«Ne me demandez point à la voir, continua Emmy; il m'est impossible de la voir.
—Je vous l'avais bien dit, fit Dobbin en se retournant vers Jos.
—Ah si vous saviez comme elle est malheureuse, reprit Jos avec une nouvelle insistance. Elle est plongée dans l'indigence la plus complète, sans amis pour la secourir, et elle a été malade à toute extrémité, et enfin son indigne mari a eu l'infamie de l'abandonner.»
Amélia poussa un soupir.
«Elle n'a plus un seul ami au monde, entendez-vous? continua Jos avec une habileté qui avait de quoi surprendre de sa part, elle m'a dit que sa dernière espérance reposait tout entière sur vous. Ah! elle est bien à plaindre, Emmy; sa douleur va presque à la folie, et son histoire m'a vivement touché; oui, je vous le jure sur l'honneur, jamais si cruelle persécution n'a trouvé victime aussi résignée. Sa famille a été bien dure et bien cruelle à son égard.
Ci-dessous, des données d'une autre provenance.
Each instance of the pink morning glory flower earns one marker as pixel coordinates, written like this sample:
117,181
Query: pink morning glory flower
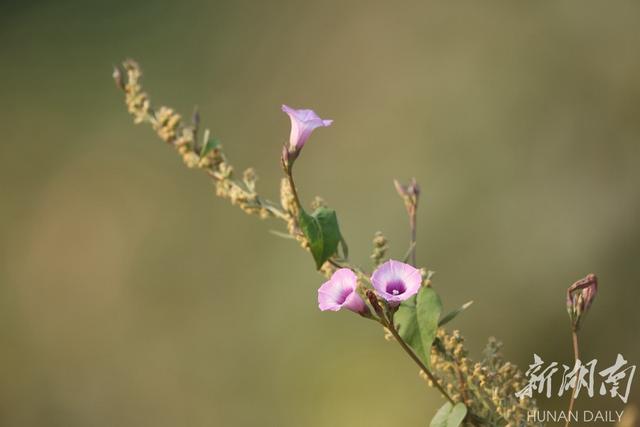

—Pauvre créature! fit Amélia.
—Faute de trouver un ami qui lui tende la main, elle dit qu'il ne lui reste plus qu'à mourir; et Jos, d'une voix émue et tremblante, continua sur le même ton: Par mon âme, vous savez sans doute qu'elle a déjà essayé de se donner la mort! Elle porte toujours du laudanum avec elle; elle en a une bouteille dans sa chambre.... Une pauvre petite chambre, bien misérable.... dans une maison plus misérable encore.... l'hôtel de l'Éléphant. Elle loge dans les combles; j'ai voulu y aller moi-même.»
Cette dernière particularité n'eut pas l'air de faire grande impression sur Emmy; elle fit même un léger sourire. Peut-être voyait-elle en esprit Jos tout essoufflé gravir les étages successifs.
«Elle est seule, seule en face de son chagrin, reprit-il: le récit des tortures qu'elle a endurées a vraiment de quoi fendre l'âme. Elle a un petit garçon du même âge que Georgy.
—Oui, en effet, reprit Emmy, je crois m'en souvenir; eh bien! après.